Павел Терентьевич рассказывал уже о чём-то другом, а хозяйку дома всё не отпускал, продолжая бессознательно мять в руках.

У Грешнова и Истуканова сдали нервы. Пётр Виленович демонстративно громко встал из-за стола и ушёл, не прощаясь, а Василий крикнул:

— Терентьич, оставь её! Это моя баба!

— Да-а? — выходя из опьяняющего дурмана, спросил старый борец. — А я ей «обратный пояс» показывал.

— Все уже поняли. Отпусти.

Нина освободилась сама. Покачиваясь из стороны в сторону, она подошла к Грешнову.

— Нашёл, к кому ревновать, — приглушенно сказала она и притворно хихикнула. — Деду — семьдесят восемь, часы давно на полшестого.

В ответ на это Василий поведал ей душещипательную историю о том, как девяностолетний старик сошёлся с сорокалетней соседкой.

— Бабка его восьмидесятилетняя поехала к сестре на поминках помогать, а старику надо было ежевечернее лекарство в глаза закапывать. Так бабка попросила это сделать соседку. А та недалекая была, старухе по возвращении так и бухнула: «А твой-то ещё ничего» — «Как? Да ты что же, ему позволила?». А старик взял сторону молодой, стал с ней встречаться.

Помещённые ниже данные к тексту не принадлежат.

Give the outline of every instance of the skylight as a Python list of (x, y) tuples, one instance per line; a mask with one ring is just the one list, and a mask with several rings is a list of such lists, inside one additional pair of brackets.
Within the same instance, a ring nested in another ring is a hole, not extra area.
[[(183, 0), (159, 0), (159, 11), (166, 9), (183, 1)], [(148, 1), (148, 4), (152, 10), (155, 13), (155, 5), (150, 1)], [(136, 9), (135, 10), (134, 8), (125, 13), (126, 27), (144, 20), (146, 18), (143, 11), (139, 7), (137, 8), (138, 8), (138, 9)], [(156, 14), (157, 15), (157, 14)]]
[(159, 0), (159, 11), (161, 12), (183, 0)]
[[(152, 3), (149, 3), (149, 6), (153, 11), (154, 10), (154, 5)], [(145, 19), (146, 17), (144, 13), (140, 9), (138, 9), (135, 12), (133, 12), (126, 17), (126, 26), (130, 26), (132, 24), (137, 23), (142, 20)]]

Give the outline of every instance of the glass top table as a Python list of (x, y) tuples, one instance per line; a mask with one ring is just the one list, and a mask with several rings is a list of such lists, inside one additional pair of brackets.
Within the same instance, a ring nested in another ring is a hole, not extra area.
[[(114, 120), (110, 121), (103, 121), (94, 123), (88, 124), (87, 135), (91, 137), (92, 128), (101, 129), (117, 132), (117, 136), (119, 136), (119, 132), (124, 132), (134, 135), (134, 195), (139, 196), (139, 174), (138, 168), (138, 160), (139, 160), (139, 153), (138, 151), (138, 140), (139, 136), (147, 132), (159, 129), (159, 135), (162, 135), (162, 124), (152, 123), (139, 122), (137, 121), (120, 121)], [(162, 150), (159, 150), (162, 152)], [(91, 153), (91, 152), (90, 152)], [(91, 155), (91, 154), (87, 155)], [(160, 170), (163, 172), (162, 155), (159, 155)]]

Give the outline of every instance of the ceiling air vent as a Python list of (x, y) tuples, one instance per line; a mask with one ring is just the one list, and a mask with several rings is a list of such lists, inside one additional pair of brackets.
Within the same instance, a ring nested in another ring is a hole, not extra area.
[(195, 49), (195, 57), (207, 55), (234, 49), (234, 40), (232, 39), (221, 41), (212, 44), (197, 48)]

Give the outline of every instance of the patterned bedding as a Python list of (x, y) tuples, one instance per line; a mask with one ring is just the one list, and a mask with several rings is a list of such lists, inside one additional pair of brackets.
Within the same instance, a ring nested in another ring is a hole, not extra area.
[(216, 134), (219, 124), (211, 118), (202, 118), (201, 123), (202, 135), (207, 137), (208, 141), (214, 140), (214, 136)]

Говоришь, не ревнуй. За нашим Терентьевичем глаз да глаз нужен. А то возьмёт на «обратный пояс» и готово.

— А я буду не против, — засмеялась Нина.

— Знаю. Только историю дослушай до конца. Как стал девяностолетний дед с молодой возиться, так в тот же год и умерли, — и он, и она. Как в сказке. Так-то водить дружбу со стариками. Души-то сливаются. А тут и старуха с косой, и это совсем не жена Терентьича.

— Не смешно.

— Смешно. Только ты не любишь правду признавать.

— Правду? — возмутилась Нина. — Ты всем говоришь, а теперь даже выкрикивать стал: «Нинка — моя баба!». Но со своими бабами спят регулярно, а не раз в месяц по обещанию. Всем только сказки об этом рассказываешь, борец за правду, а потом удивляешься, что кокетничаю с первым встречным.

— У меня сейчас одна задача, — как-то на ноги встать и выклянчить у твоего Льва Львовича грант младшему брату, на учёбу.